Visualization of the transformed triclinic unit cell of tripalmitin's stable $\beta$ phase used in the simulations (view to the $b$-$c$ plane). The structural data of $\beta$ tripalmitin from Ref. [65] are summarized in the table as well as the data for the transformed unit cell. The unit cell contains $Z=2$ tripalmitin molecules that adopt a characteristic tuning fork structure in the $\beta$-phase [66].

Figure 11

Simulated SAXS powder patterns for 100 tripalmitin platelets with statistically varying diameters and thicknesses for different spherical codes and point densities (i.e., number of orientations). For all tested spherical codes the particles are exactly the same. Patterns obtained with the Monte Carlo (MC) method spreading the orientations randomly on a sphere are taken as reference. Only if the $\sin \vartheta$ weighting factor is included with the grid algorithm is a reasonable agreement with the MC curves obtained.

Figure 12

Sketch for a dilute dispersion (D) with concentration ${\phi }_{\mathrm{cry}}$ comprising of individual platelets with thicknesses of 1, $2,$ and 3 unit cells. The other three spheres represent the simulated ensembles $i$ of platelets with thicknesses of $i$ unit cells. As in a typical simulation all ensembles possess the same concentration ${\phi }_{\mathrm{cry}}$ and the same number of members $M^i$. The sphere volumes represent the associated dispersion volumes corresponding to ${\phi }_{\mathrm{cry}}$. For the sake of simplicity the lateral platelet diameters are assumed in the drawing to be the same for all platelets; in a real suspension and in the simulation runs the diameters are subject to a statistical distribution. For this simplified exemplary suspension the volume fractions of the three ensembles are $c_1=2/9$, $c_2=4/9$, and $c_3=1/3$, respectively. For the simulated ensembles this corresponds to volume fractions of ${\tilde{c}}_1=1/3$, ${\tilde{c}}_2=1/3$, and ${\tilde{c}}_3=1/6$, respectively.

Figure 13

X-ray (brown and black curve) and neutron (orange and red) diffractograms for tripalmitin crystals in vacuum with different numbers of unit cells, $N_3$, perpendicular to the $\left(001\right)$ planes. The integrated peak intensity for neutron scattering is nearly independent of the number of unit cells due to its slowly varying structure factor in the Bragg reflection range [cf. Fig. 14a] providing rather symmetric peaks. In contrast, for SAXS the integrated peak intensity converges to the theoretical value only for larger crystal sizes perpendicular to the $\left(001\right)$ planes. The inset magnifies the $s$ range around the 001 Bragg reflection.

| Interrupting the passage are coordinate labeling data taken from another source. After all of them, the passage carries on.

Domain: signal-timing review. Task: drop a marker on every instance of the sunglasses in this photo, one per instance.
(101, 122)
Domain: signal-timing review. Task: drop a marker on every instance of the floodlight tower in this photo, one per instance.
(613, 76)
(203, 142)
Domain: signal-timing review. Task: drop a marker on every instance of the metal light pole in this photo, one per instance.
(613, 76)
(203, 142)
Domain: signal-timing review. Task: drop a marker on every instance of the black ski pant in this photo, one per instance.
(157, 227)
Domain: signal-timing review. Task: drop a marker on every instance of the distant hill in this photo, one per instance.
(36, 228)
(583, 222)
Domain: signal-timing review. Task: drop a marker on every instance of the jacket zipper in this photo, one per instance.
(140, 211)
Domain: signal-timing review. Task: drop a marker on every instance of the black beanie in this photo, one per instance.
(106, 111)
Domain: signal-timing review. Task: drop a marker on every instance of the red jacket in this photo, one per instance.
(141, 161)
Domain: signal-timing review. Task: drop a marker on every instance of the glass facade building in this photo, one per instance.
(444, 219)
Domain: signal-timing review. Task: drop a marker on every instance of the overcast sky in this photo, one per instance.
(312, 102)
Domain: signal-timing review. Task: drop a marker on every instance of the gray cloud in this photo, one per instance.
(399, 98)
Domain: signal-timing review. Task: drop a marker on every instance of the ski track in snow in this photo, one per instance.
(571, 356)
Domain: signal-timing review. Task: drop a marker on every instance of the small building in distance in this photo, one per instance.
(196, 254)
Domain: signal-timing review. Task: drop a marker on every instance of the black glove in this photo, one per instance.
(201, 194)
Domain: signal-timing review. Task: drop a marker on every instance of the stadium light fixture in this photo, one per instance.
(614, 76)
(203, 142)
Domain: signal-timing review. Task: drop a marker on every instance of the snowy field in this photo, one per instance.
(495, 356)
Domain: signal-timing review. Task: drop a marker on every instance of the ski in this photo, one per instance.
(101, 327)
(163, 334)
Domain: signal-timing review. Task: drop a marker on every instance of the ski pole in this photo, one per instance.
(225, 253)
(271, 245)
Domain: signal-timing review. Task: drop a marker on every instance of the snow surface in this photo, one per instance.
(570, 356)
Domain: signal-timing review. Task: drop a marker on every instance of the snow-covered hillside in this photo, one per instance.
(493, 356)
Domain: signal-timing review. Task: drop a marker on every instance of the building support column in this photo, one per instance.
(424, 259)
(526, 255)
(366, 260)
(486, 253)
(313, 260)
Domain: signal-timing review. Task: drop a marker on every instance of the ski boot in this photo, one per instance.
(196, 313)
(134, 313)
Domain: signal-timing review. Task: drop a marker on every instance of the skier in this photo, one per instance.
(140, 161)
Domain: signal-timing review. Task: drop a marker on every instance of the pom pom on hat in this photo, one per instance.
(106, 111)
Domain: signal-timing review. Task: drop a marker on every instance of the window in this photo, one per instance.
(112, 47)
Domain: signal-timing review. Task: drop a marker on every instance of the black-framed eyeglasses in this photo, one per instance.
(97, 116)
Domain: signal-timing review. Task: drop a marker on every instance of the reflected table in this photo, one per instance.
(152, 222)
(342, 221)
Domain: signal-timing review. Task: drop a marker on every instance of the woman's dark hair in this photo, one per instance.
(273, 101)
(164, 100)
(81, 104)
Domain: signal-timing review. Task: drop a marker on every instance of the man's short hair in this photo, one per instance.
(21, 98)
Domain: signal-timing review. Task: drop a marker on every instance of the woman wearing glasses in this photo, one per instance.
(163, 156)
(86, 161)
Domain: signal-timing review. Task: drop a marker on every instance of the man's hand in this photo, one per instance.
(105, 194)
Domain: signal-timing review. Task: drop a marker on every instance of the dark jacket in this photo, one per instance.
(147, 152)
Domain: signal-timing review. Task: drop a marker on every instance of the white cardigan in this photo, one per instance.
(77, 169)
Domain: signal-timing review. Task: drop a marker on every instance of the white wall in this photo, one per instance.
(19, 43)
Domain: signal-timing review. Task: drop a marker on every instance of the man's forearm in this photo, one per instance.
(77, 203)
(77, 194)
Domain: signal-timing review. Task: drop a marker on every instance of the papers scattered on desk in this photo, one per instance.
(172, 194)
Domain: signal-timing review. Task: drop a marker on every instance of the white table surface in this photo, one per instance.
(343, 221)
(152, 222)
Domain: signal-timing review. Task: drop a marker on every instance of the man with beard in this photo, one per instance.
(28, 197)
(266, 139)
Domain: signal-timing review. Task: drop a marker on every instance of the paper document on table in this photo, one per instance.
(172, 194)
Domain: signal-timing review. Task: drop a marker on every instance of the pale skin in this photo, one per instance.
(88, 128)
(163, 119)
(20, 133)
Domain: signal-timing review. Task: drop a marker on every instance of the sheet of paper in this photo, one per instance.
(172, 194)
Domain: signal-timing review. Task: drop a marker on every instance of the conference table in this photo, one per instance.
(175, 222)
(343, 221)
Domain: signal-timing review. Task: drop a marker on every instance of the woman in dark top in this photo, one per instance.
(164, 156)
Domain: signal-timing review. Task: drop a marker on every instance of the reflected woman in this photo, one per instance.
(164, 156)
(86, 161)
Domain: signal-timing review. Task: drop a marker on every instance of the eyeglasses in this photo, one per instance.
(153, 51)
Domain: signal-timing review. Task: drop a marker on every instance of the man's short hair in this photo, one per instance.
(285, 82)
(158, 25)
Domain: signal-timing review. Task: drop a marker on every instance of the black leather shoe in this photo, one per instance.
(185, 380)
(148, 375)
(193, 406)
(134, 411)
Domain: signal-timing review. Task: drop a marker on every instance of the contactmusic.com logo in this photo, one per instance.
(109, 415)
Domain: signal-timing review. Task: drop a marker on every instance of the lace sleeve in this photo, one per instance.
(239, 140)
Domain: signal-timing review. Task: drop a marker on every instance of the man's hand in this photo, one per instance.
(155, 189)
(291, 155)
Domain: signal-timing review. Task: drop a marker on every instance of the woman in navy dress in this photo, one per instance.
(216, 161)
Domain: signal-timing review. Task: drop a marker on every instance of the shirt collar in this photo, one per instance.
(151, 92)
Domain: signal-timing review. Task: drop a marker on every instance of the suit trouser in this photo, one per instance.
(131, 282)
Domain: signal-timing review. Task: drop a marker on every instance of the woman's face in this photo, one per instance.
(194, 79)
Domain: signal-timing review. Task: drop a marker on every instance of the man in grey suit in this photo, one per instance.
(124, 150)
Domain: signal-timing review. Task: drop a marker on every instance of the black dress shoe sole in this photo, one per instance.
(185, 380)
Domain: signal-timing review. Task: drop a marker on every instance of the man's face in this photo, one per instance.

Vertical brown and black dashed lines indicate the integration range for the 001 Bragg reflection for $N_3=10$ and 100, respectively, for both SAXS and SANS.

Figure 14

(a) X-ray and neutron structure factor ${\left|F\left(s\right)\right|}^2$ calculated in a 001 Bragg geometry for $\beta$-tripalmitin (PPP) and deuterated $\beta$-tripalmitin (PPP-d98) in vacuum in the small-angle range. The positions of the $00l$ Bragg reflections are also marked (magenta dashed lines). While for neutron scattering the structure factor for PPP is a slowly varying function in the range of the Bragg reflections (red $\circ$), the sharp minima of the structure factor for X-ray scattering are close to the Bragg reflections (black line). (b) Structure factors $|F_{00l}{|}^2={\left|F\left(s_{00l}\right)\right|}^2$ ($s_{00l}=l·0.2487$ nm${}^{-1}$) in the small-angle range ($l=1,2,3$) extracted from (a). For SAXS the 001 and 003 structure factors dominate, while the 002 peak is small and often disappears in the background. For SANS the 001 and 003 peaks are considerably weakened while the 002 reflection is enhanced. The latter effect is much more pronounced for PPP-d98, where experimentally only the 002 reflection can be observed with SANS (cf. Fig. 2).

Figure 15

Estimated total stabilizer layer thickness (values on the color scale are given in Å) for platelets with diameter $D$ and height $h$ according to Eq. (I10). The plot shows that for diameters in the range of $50–200$ nm and thicknesses of 2–3 unit cells ($8–12$ nm) the expected total stabilizer layer thickness is typically in the range of $8–14$ Å.